With the recent successful performance of the US economy, the Federal Reserve has elected to keep interest rates higher for longer, with Fed Chair Jerome Powell suggesting that the Fed will collect more economic data before making any cuts In a recent letter to shareholders, JPMorgan Chase CEO Jamie Dimon outlines his concerns for the economy, claiming the bank is prepared for a wide scenario of interest rates ranging from to 2% to 8%.
UBS Investment Bank Chief U.S. Economist Jonathan Pingle joins Market Domination to discuss the economic outlook as the possibility of higher for longer interest rates in the US persists.

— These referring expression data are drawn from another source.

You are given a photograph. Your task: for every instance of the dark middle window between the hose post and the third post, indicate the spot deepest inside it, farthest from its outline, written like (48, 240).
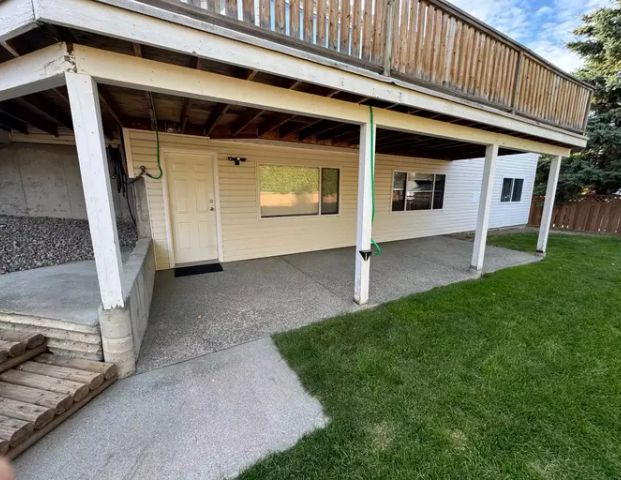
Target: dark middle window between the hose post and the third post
(417, 191)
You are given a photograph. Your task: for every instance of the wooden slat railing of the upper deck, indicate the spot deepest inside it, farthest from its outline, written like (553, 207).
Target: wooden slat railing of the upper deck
(428, 42)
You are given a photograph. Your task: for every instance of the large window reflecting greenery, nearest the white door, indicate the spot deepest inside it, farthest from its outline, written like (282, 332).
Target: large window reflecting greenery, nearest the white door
(295, 191)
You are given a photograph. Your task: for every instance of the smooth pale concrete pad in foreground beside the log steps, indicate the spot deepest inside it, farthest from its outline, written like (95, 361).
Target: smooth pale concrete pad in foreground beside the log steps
(208, 418)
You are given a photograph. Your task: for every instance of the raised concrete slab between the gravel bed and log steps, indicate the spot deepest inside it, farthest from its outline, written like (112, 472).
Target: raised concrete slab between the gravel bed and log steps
(68, 292)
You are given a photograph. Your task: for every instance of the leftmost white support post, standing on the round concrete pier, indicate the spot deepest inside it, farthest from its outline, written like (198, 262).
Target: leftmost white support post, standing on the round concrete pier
(89, 139)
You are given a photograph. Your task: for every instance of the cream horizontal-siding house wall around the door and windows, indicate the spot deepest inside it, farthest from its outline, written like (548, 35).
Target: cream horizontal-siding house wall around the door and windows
(245, 235)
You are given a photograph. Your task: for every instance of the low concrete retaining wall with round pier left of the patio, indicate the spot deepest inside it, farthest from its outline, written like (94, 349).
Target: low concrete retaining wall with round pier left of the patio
(122, 330)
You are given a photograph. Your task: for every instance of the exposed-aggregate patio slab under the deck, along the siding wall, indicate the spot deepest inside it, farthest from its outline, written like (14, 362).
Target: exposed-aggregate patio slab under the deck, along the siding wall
(194, 315)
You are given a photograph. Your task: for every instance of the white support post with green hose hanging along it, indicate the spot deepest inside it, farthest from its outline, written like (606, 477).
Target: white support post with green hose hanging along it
(363, 225)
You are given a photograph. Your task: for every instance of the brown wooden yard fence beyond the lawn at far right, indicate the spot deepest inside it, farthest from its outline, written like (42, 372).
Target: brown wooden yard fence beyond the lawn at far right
(590, 213)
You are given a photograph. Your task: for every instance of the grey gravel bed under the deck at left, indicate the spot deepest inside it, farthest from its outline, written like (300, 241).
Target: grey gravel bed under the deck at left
(32, 242)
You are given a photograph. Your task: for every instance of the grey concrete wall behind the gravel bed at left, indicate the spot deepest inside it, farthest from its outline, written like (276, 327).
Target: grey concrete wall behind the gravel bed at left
(39, 180)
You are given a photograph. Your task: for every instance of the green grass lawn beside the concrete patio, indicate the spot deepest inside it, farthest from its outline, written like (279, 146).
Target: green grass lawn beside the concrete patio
(517, 375)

Pingle elaborates on Dimon's shareholder letter and outlines a scenario that the Fed hopes to avoid: "I think Jamie Dimon, and I think being in a bank certainly you want to assess and be prepared for any of these risks. So it could be inflation not only proves sticky but starts to resume increases. I think Chair Powell is actually worried about that risk as well. When you get to July and August, the base effects are going to flip, right? We had very low month-over-month increases in inflation in July and August of last year. You replace those with relatively strong increases and inflation... I think that's a scenario that the Fed wants to avoid and I think that's the kind of scenario that would put rate hikes potentially back on the table at some point."
JAMIE DIMON: Well, the US economy has impressed all year. But the flip side of this success are interest rates that may continue to stay higher for longer. Joining us now to discuss the economic outlook and more is Jonathan Pingle, Chief US Economist at UBS.

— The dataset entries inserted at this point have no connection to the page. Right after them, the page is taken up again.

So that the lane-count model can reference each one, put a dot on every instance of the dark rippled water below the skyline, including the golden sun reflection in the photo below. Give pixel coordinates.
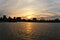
(29, 31)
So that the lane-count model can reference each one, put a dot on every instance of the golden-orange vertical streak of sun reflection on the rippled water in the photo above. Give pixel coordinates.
(28, 31)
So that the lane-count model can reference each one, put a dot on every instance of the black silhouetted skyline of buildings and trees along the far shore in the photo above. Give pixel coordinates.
(19, 19)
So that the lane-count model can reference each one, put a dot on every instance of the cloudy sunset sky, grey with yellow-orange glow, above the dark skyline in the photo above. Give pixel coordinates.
(33, 8)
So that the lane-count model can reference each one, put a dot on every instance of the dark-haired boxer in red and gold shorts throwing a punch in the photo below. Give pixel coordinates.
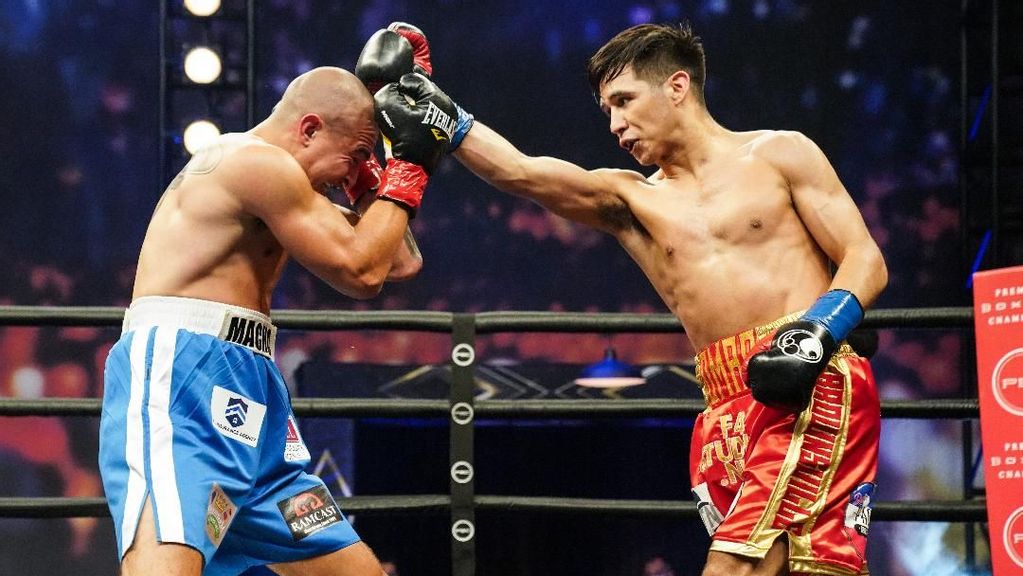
(734, 231)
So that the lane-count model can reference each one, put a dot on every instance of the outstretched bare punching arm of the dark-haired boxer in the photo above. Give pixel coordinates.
(561, 187)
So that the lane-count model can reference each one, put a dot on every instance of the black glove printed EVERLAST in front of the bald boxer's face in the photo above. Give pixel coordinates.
(418, 119)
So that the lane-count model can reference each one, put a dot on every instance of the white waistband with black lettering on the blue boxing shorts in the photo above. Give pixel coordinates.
(231, 324)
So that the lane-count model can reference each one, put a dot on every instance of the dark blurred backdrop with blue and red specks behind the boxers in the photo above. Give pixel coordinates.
(876, 84)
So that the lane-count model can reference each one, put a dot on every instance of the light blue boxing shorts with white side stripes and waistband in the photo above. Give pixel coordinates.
(198, 420)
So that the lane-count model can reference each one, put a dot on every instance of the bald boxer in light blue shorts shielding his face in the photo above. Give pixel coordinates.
(202, 461)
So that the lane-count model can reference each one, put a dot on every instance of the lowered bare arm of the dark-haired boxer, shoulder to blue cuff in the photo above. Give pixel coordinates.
(830, 215)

Jonathan, thanks so much for joining us. Let's take a look back at last week. We had both the jobs report on Friday. And we also had Chair Powell speaking and outlining his view. He had a lot of Fed speak last week.
I'm just curious. As we kind of move past that March meeting, we got the three rate cuts penciled in. Do you feel like the Fed is still there? Do they want to be there? How are you thinking about kind of all this buildup towards June kind of feels like where we'll be for the next eight weeks?
JONATHAN PINGLE: Yeah, to be honest, that was one of the more remarkable things about Chair Powell's comments last Wednesday. You know, the message, he seemed completely unfazed referring to a three month moving average of nonfarm payroll employment of $265,000.
And even after the strong employment report on Friday, that average is now 276, so it's not a whole lot different. And on the Wednesday in his comments, he referred directly back to the March summary of economic projections, you know, which the median participant had penciled in three rate cuts this year.
So it sounds like to the chair-- you know, setting aside a lot of the more hawkish rhetoric coming out of the regional Fed presidents, it does sound like to the chair that that March SEP is kind of still operable, to use a word that Chair Powell has used before.
But I really do think it hinges heavily on the inflation data we're gonna get this week. I mean, I-- you know, we can-- we can debate whether or not the strength in the employment report is enough to sort of keep rates higher for longer. But I think ultimately-- you had a guest on earlier saying the Fed sounds like they would like to cut, I think they would. It's really inflation that's gonna determine whether or not they can.
JULIE HYMAN: Well, and it struck us today that you had Jamie Dimon in his shareholder letter saying, well, we're prepared for interest rates to be 2% to 8% or even more. I mean, that's a pretty broad range of what they're prepared for. And maybe he's just being Jamie Dimon and being safe and preparing for every eventuality.
But the idea that we could see rates not come down, I mean, how likely do you think that-- some of your peers on the Street, not many of them. But some of them are saying maybe we won't even get a cut this year.
JONATHAN PINGLE: So first of all, the potential-- the potential for-- there's the-- risk of something happening are pretty-- and the potential range of potential outcomes here is pretty wide, right? So I think, you know, Jamie Dimon and I think being in a bank, certainly you want to assess and be prepared for any of these risks.
So, you know, it could be that inflation not only proves sticky but starts to resume increases. I think Chair Powell actually is worried about that risk as well. You know, when you get to July and August, the base effects are gonna flip, right?
We had very low month-over-month increases in inflation in July and August of last year. You replace those with relatively strong increases, and inflation is going-- year-over-year change is gonna start to pick back up as you head into the end of this year. I think that's a scenario that the Fed wants to avoid. And I think that's the kind of scenario that would put rate hikes potentially back on the table at some point.
I don't think that's the near-term risk here. I think the risk right now is base effects are going their way. We are expecting a step down in the CPI to be reported on Wednesday. You know, we'll get the full run of PPI, CPI to look at the March PC inflation data.
I think that's really also gonna tell us a lot about, you know, are we gonna sort of stall around 2 and 1/2% inflation, or is this likely to continue moving lower? I mean, I think we're gonna learn a lot not just in, you know, over the month change in March. But when we look at the components, it'll give us, I think, a much better sense to go forward.